A Nissan factory in Aguascalientes.
An employee looks at the production line during a media tour of Nissan's new plant in Aguascalientes, Mexico, November 11, 2013. Reuters/ Henry Romero

The Mexican Automotive Industry Association has reported record levels of auto production in 2013, with exports breaking records for the fourth straight year, according to El Universal. Last year, auto makers in Mexico produced nearly 3 million vehicles (2,933,465 in total, an uptick of 1.7 percent from 2012), making it the eighth biggest carmaker in the world and the fourth biggest exporter. But benefits for workers in the country’s auto plants have not paralleled the boom in production, as wages remain far behind those of workers’ peers in the United States.

AutoNews notes that an average worker at a Mexican auto assembly plant makes about $4-5 an hour, compared to $14 hourly for Tier 2 workers (relative new guys) and $28 for the old-timers at the Big Three plants in Detroit. That wage gap has persisted since the 1994 roll-out of the North American Free Trade Agreement (NAFTA) helped kick off Mexico’s boom in auto production and automotive jobs, which increased 50 percent in the 20 years since NAFTA’s passage. But in a recent article on the agreement, the Associated Press noted that manufacturing industry wages in Mexico were, on average, 15 percent of US workers’ wages in 1997, and only 18 percent in 2012. That wage gap is rarely compensated for by Mexico’s lower cost of living, which is a consequence less of cheap goods than of subsidized basics like transportation, housing, food and health care.

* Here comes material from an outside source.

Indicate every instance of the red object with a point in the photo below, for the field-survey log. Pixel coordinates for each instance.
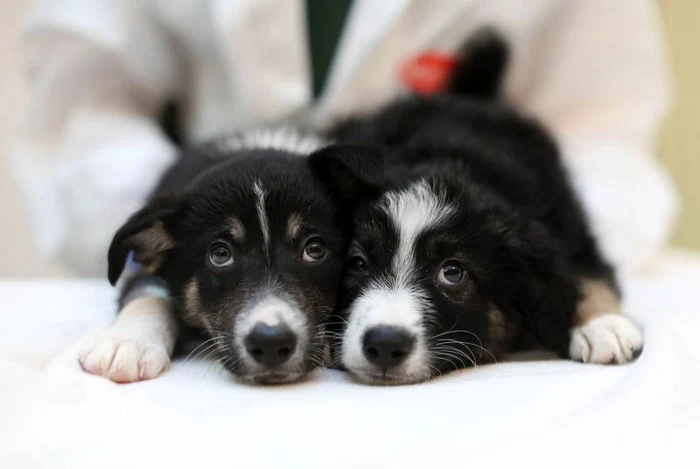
(428, 73)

Asian carmakers have contributed to much of the growth in jobs; in recent times, as the Washington Post observed in April 2012, Nissan has displaced Volkswagon as the country’s “national brand," both through marketing and by transforming once-tiny municipalities like Aguascalientes into little Detroits. Mexico’s proximity to US markets and relatively low pay standards make it especially attractive. In 2013, 68 percent of exports from Mexican auto makers were bound for the United States, while another 8 percent and 12.7 percent were headed to Canada and other parts of Latin America, respectively.